Regione. “Il governo ha fatto le proprie scelte sulla base dell’analisi dei dati forniti dalle regioni, vedremo come funzionerà nei prossimi giorni il meccanismo che hanno messo in piedi”. Così il presidente della Regione Giovanni Toti in merito alla classificazione delle regioni in base ai dati del contagio.
Il governatore ha lanciato un invito: “Non credo sia il momento delle polemiche, penso sia il momento di collaborare costruttivamente per dare risposte ai cittadini, contenere l’epidemia e cercare il più possibile di limitare al massimo i danni all’economia e a chi lavora in questo paese: questo dev’essere un obiettivo condiviso tra Governo e Regioni, al di là dei legittimi punti di vista”.
Questa mattina Toti ha visitato il nuovo punto per i tamponi molecolari (rinofaringei) in modalità “drive through attivato dalla Asl3 al padiglione Jean Nouvel della Fiera del Mare di Genova dove “dalla prossima settimana arriverà anche la Marina Militare per affiancare i nostri medici e infermieri”.
Parlando delle nuove strutture di test rapido, Toti ha sottolineato che “ormai sono tanti i drive through o walk through dove i cittadini possono effettuare i tamponi. I numeri dei contagiati che hanno bisogno di effettuare questa analisi sono imponenti e per questo stiamo aumentando l’offerta: siamo una delle regioni che, in proporzione al numero di abitanti, sta mettendo in campo il più alto numero di tamponi, crediamo sia uno dei modi efficaci per riuscire a contenere la pandemia, che è il nostro primo obiettivo”.
I tamponi antigenici rapidi consentono di avere il risultato in dieci minuti e, in caso di non-negatività, verrà eseguito contestualmente il tampone molecolare.
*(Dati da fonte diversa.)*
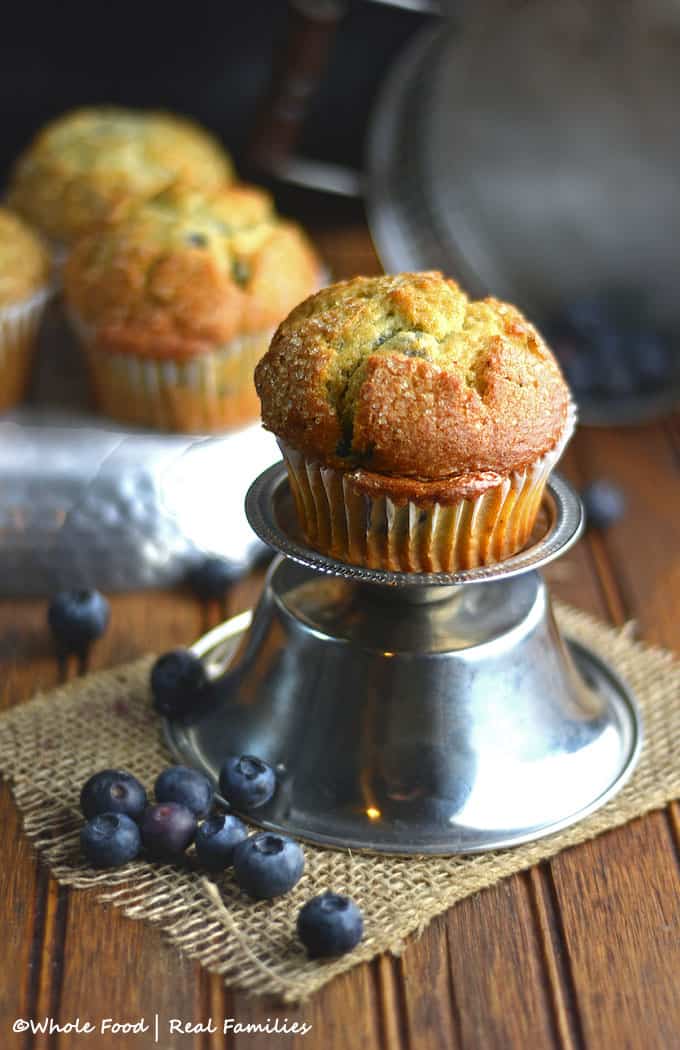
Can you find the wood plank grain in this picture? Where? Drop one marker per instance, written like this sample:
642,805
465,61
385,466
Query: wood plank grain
617,897
579,953
620,910
498,979
643,547
137,972
28,901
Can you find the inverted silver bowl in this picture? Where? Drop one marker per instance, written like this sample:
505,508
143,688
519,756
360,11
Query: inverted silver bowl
457,721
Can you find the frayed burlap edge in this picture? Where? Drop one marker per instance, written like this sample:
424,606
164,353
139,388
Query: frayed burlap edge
49,746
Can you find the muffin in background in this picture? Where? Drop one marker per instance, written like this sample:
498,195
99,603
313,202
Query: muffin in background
87,162
176,301
419,427
24,292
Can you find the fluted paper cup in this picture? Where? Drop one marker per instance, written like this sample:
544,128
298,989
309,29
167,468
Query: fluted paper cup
209,392
339,518
19,324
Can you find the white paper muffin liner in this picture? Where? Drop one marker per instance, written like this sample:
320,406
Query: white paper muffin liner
209,392
19,323
340,519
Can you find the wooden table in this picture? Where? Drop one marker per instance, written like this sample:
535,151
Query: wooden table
582,951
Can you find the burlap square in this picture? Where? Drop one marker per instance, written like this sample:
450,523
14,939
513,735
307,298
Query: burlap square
49,746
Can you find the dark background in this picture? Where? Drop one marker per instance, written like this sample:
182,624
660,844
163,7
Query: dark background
211,61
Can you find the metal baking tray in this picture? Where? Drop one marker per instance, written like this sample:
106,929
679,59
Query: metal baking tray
529,151
86,502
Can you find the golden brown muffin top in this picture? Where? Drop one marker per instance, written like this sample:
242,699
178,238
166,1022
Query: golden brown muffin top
404,375
85,163
186,272
24,263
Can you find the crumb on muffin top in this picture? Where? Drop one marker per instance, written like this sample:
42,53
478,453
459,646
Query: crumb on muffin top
24,263
187,271
87,161
405,375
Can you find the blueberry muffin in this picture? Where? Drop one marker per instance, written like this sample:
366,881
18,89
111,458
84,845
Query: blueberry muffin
24,291
419,427
176,301
84,164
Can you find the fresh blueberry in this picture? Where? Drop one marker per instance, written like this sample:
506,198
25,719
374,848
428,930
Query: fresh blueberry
246,781
113,791
77,618
110,839
216,839
268,865
178,681
213,576
187,786
330,925
603,502
167,830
Per quanto riguarda l’offerta di posti letto sul territorio, il presidente Toti ha aggiunto che “il progetto di un nuovo ospedale covid alla Fiera è in piedi ma non è la priorità. In queste ore sta arrivando al San Martino un modulo della Croce Rossa che garantirà 24 posti letto in più per la media intensità completamente attrezzati a supporto dell’area di Osservazione breve intensiva del Pronto Soccorso. Questa è una boccata d’ossigeno. Al Galliera si sta lavorando per mettere in funzione entro 15 giorni una parte del padiglione C e stiamo lavorando anche sul terzo piano dell’ospedale di Rapallo perché possa accogliere altri 70 malati. Inoltre tra oggi e sabato apriranno a Genova nuove strutture a bassissima intensità destinate ai pazienti autosufficienti dimessi dagli ospedali dopo aver superato la fase acuta, così da garantire il turn over dei posti letto ospedalieri. Credo che, per ora, l’offerta di posti letto sia sufficiente rispetto alla domanda anche se si tratta di una domanda ancora imponente. Riteniamo in questo modo di avere un orizzonte piuttosto lungo”.